XXII. Feu : brasier
— Personne ne viendra nous déranger ici, lui assura Simone. Personne ne sait que Poirel laisse ouvert, pour moi.
Alix s'écroula sur la première chaise venue. La gothique en souleva une autre, qu'elle accola à la sienne pour s'asseoir tout contre elle.
— Je te dois des excuses, Phoque. J'aurais pu simplement te dire qui j'étais, on aurait pu chercher un arrangement. Te présenter un tel dilemme à la vue de tous, c'était purement égoïste de ma part et...
— C'est bon, Gaz, parvint-elle enfin à articuler. Au fond de toi, tu jubiles. Et tu as raison. Tu n'as pas à te sentir désolée. C'est ok. On a le droit d'être égoïste, c'est toi-même qui me l'as dit. Si je n'étais pas une garce, tu n'aurais jamais eu à... Je suis contente que tu l'aies fait. Vraiment. C'est ce que j'ai toujours voulu et, si ce n'était pas pour toi, jamais je n'en aurais été capable. Alors merci. Merci pour ton égoïsme, pour ton audace. Merci d'être toi.
Simone entortilla ses doigts et fixa le vinyle crayeux entre ses Docs.
— Pour ça aussi, je te dois des excuses.
— Arrête de dire des conneries.
Après le mutisme, voilà que ses cordes vocales vrombissaient presque. Mille questions lui brûlaient la gorge. Mais une envie irrépressible la brûlait plus encore.
Dans l'intimité feutrée de la salle de musique, elle pouvait contempler sans faux-semblant sa camarade. Ses mains crispées. Elle s'en saisit d'une et lui ôta son gant pour découvrir, enfin, le contact moelleux de sa peau. Ses yeux perçants. Elle y plongea les pupilles pour la sonder en retour. Son nez fier et droit. Elle le frotta au sien, du bout de l'arrête. Simone la laissait faire. Doucement, Alix approcha la paume de la joue abîmée, sans oser caresser l'effarante boursouflure.

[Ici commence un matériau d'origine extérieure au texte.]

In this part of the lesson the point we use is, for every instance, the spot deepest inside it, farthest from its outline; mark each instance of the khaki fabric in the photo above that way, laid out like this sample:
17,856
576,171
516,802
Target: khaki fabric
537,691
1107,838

— Est-ce que ça fait mal ? s'inquiéta-t-elle.
— Non. C'est l'inverse même. C'est comme si cette peau-là ressentait en écho...
Les lignes de sa main frôlèrent les reliefs chaotiques de la vaste cicatrice, puis s'y pressèrent. La joue offrait la sensation bizarre d'une pierre volcanique. Heurtée, rigide, rugueuse, mais pas le moins du monde répugnante. Au contraire, à tâtons, ses doigts se fascinaient pour ses failles et ses replis, toutes les irrégularités qui mimaient la matière d'une peinture à l'huile. La tuméfaction s'étendait encore, jusqu'au coin de la bouche dont elle mordait le rose. Du bout des lèvres, Alix l'embrassa. L'avant-goût sucré d'un baume à la cerise. Elle appuya plus ouvertement le second baiser, étalant sa salive sur les babines du chat noir. Puis, au troisième assaut, la créature farouche tendit enfin le visage pour accueillir sa langue.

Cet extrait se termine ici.